Algorithmic Audits on TikTok: Why Results are Hard to Replicate and Quickly Expire

Have you ever wondered why the videos recommended to you on TikTok feel like they read your mind? TikTok’s algorithm raises significant questions about transparency, fairness, and the risk of users getting trapped in so-called filter bubbles containing misinformation or harmful viewpoints. This is why researchers started to conduct algorithmic audits—to see how these recommendations work. But what happens when different teams try to repeat these studies and find entirely different results? In our recent research paper, „Revisiting Algorithmic Audits of TikTok: Poor Reproducibility and Short-term Validity of Findings“, we address exactly this issue and provide new insights into the reproducibility of the current generation of algorithmic audits. This paper, which is the result of our ongoing AI-Auditology project, has been recently accepted at the prestigious international conference SIGIR ’25.

What We Found: Reproducibility is Tough

Our research highlights the following challenge: we faced significant obstacles when trying to replicate studies on TikTok’s algorithm. Original studies examining how personalised recommendations are made through watching videos, liking, or following creators turned out to be very difficult to replicate. At the same time, any kind of auditing (algorithmic one not being an exception) must be easily replicable, to verify the audit results, as well as to verify an improvement by countermeasures taken.

There are Two Key Issues why Reproducibility is so Difficult

TikTok evolves rapidly. TikTok constantly introduces changes – new features and adjustments to their recommendation engine and website. Even a minor difference can affect audit results. For example, we found ourselves frequently updating our code to adapt to sudden changes in the TikTok platform during our seven-month-long audit project. Assume you want your automated bot to click a specific button. We look for the button with a specific text, for example, “Allow All” (when accepting cookies). Once the text of the button changes, for example, to “Accept”, the bot would not be able to click it. Similar problems happen when using more sophisticated approaches for finding the button (such as searching based on its properties or even location). 

Methodology challenges. Earlier studies did not always clearly document their processes or release their source code, making it difficult for us to replicate their results. Due to these reasons, it was difficult to get the original code running. Even when we got the code to run, the technical part was outdated, and we had to find a different approach. Differences in methodologies, such as video watching duration or the precise nature of the bot activities, can also lead to different findings. 

Insights from Our Audit: Short-lived Results?

Our experiment replicated earlier studies conducted between 2021 and 2022. We figured out some differences:

Earlier research suggested that “following” creators had the strongest effect on personalising your TikTok feed, but in our audit, watching videos for longer durations showed the most significant impact. Watching a video completely or multiple times increased the personalisation factor. What this means is that just by simply watching a video on a specific topic for a longer duration, TikTok may determine that the topic is of interest and start recommending more and more videos from that specific topic. Coupled with the tendency to first recommend the most popular videos and then slowly recommend videos that are more niche, may lead you to more problematic or extreme content. 

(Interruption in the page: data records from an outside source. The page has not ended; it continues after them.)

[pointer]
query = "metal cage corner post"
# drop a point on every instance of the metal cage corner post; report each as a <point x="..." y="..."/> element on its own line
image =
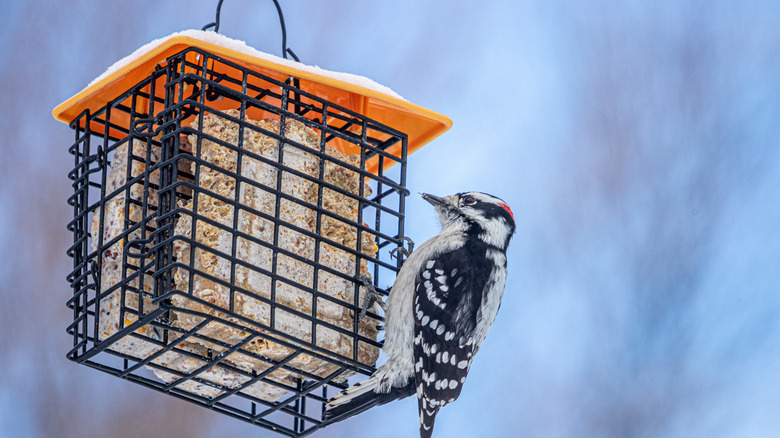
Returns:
<point x="155" y="134"/>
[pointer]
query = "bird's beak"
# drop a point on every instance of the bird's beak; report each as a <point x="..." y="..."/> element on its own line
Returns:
<point x="434" y="200"/>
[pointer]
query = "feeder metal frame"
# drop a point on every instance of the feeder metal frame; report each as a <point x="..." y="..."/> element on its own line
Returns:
<point x="190" y="86"/>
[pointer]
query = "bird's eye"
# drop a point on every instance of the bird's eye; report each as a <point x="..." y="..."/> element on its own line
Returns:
<point x="468" y="200"/>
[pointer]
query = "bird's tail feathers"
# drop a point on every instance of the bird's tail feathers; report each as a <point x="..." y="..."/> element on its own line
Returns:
<point x="360" y="397"/>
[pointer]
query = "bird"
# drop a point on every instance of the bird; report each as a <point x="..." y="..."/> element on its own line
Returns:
<point x="440" y="307"/>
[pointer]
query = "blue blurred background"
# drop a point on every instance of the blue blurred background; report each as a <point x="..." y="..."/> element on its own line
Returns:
<point x="637" y="142"/>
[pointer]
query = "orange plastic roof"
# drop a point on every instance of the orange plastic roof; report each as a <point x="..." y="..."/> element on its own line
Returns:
<point x="420" y="124"/>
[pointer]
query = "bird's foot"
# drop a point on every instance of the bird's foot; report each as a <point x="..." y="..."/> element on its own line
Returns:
<point x="401" y="251"/>
<point x="372" y="296"/>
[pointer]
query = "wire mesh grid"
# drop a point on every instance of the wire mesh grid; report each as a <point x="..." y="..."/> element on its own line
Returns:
<point x="224" y="222"/>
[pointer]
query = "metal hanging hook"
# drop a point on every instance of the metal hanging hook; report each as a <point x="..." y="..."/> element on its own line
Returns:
<point x="285" y="50"/>
<point x="214" y="24"/>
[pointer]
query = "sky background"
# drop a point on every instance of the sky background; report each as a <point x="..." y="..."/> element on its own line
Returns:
<point x="637" y="142"/>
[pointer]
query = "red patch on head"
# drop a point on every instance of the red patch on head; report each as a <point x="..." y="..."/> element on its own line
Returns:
<point x="508" y="210"/>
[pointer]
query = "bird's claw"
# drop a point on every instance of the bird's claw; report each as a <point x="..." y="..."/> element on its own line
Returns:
<point x="372" y="296"/>
<point x="401" y="251"/>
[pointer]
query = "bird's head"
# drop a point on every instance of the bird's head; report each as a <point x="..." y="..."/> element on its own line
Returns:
<point x="488" y="217"/>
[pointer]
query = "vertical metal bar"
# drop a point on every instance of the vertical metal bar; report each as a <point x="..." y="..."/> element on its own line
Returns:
<point x="318" y="227"/>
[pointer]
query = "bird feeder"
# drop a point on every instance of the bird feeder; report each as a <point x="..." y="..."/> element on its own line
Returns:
<point x="229" y="208"/>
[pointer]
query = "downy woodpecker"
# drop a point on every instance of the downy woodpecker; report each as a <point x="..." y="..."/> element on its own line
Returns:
<point x="440" y="308"/>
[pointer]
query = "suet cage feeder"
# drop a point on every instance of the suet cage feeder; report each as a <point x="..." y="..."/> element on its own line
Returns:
<point x="225" y="208"/>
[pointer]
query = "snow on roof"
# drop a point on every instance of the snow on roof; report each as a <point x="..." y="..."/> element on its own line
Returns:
<point x="240" y="46"/>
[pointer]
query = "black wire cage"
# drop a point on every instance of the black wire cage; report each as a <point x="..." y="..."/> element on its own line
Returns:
<point x="226" y="219"/>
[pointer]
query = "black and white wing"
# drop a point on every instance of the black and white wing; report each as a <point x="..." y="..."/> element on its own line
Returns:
<point x="448" y="294"/>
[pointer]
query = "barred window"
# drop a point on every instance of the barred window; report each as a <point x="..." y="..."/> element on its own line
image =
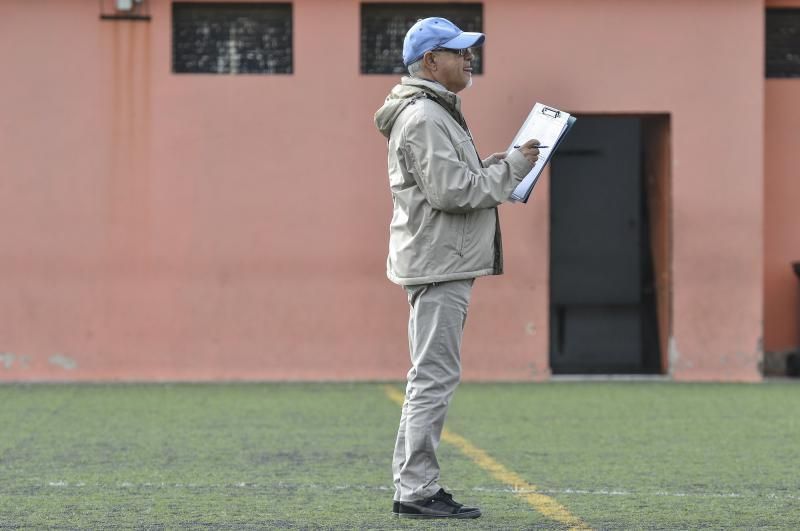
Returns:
<point x="232" y="38"/>
<point x="384" y="26"/>
<point x="783" y="42"/>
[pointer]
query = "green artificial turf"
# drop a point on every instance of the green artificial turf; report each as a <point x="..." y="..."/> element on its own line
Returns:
<point x="259" y="456"/>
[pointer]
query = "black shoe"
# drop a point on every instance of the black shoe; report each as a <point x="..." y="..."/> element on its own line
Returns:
<point x="440" y="505"/>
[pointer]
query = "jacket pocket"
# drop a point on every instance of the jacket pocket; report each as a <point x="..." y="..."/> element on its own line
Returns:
<point x="462" y="239"/>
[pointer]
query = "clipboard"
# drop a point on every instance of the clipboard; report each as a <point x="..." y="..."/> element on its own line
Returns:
<point x="548" y="125"/>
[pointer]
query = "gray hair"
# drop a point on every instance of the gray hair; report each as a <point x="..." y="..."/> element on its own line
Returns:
<point x="415" y="68"/>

We also observed that TikTok’s algorithm has shifted toward more extensive exploration of new content before personalising recommendations based on your explicit actions (liking or following). Such findings make sense, as the algorithm tries to keep you at the platform and finding all of your interests is a sure way to achieve this.

What’s the Impact?

These insights are important, particularly in an era of digital regulations like the EU’s Digital Services Act (DSA), which requires regular audits to ensure transparency and accountability on digital platforms. Poor reproducibility can affect the effectiveness of these regulatory efforts, as regulators and platforms alike may struggle to verify the accuracy and generalizability of audit findings.

So, Where Do We Go from Here?

To enhance the reliability of algorithmic audits, we propose in the AI-Auditology project a novel approach that is based on three key advancements:

Longitudinal studies. Conducting continuous, long-term audits to track changes and identify trends over time.

Multiplatform audits. Applying the same methodologies across different social media platforms to see how results vary.

Authentic user simulations. Developing more realistic user simulations for audit bots to better reflect real user behaviours.

In conclusion, algorithmic audits like ours are essential but complicated. Only by embracing consistent and transparent methodologies can we truly understand how recommender systems and search systems in social platforms like TikTok work.